Ms Tsalidis's mother Luisa Tiberio and family are extremely proud. They know she has experienced survivor guilt after losing so many friends. And they know there is no manual to deal with that.
"I lost many friends during my treatment. And I still hear of some who don't make it and stories of little kids who haven't," Ms Tsalidis said..
But Mrs Tiberio said her daughter has a support network of people she keeps in contact with internationally online who are able to confide in each other. And that has been an important help. But many of those people have not survived either.
Ms Tsalidis is now in a position where she can look to the future and make plans.
She is presently at UOW College completing all the schooling she missed. And then wants to move into medical and health science as a career.
."After everything I have seen that is how I want to continue making a change," she said.
"I want to either go into pathology or radiology".
Mrs Tiberio said her daughter had to grow up really quickly when she was 13. And knows she will continue to make a positive impact for many people in the future.
"Doctors were really up front about what was going on and she had to be part of the decision making back then. She has been really good at researching and I am really proud of her. And I am proud of what she wants to do. She still struggles emotionally and psychologically. But I think channeling her energy and trying to focus on something that she child is affected when their sibling is so ill. And Ms Tsalidis has a twin sister Nicola.

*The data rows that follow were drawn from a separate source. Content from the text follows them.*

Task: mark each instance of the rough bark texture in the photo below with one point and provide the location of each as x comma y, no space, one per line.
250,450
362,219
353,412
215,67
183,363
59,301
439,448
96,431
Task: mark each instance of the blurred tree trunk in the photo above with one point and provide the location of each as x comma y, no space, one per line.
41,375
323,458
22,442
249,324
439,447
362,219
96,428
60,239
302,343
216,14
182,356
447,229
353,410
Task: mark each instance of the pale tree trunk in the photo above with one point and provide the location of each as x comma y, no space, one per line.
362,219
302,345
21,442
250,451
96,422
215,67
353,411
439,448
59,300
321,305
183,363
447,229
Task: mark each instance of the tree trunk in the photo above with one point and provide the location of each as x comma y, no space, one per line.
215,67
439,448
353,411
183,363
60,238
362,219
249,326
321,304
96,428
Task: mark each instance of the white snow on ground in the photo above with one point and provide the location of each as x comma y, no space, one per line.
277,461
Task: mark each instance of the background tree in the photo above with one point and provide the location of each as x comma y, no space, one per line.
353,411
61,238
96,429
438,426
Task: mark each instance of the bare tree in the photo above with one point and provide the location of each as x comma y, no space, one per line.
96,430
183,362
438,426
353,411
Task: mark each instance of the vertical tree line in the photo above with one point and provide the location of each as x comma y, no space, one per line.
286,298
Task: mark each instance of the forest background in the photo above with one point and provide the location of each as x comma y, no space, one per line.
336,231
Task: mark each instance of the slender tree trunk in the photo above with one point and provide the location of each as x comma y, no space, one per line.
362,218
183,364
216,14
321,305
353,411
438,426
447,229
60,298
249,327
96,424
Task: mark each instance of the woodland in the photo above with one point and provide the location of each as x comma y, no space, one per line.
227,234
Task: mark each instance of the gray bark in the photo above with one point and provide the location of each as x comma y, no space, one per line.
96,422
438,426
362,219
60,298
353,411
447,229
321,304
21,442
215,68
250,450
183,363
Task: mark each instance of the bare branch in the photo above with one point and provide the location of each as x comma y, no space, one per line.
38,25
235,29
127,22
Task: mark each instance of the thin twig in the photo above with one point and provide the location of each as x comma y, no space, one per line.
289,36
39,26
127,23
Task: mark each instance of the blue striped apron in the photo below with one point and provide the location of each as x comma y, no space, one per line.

But an example of how proud every family member is of Sofia Tsalidis is her big sister Christina Tsalidis who told the Illawarra Mercury about what she is doing to help others.
So the family celebration on June 6 was as much about a celebration of Sofia being cancer free. As it was marking the beginning of how she is using her experience and voice to help make a real difference for others going through what she did.
"She just wants to share her message and is determined to help others," Christina said.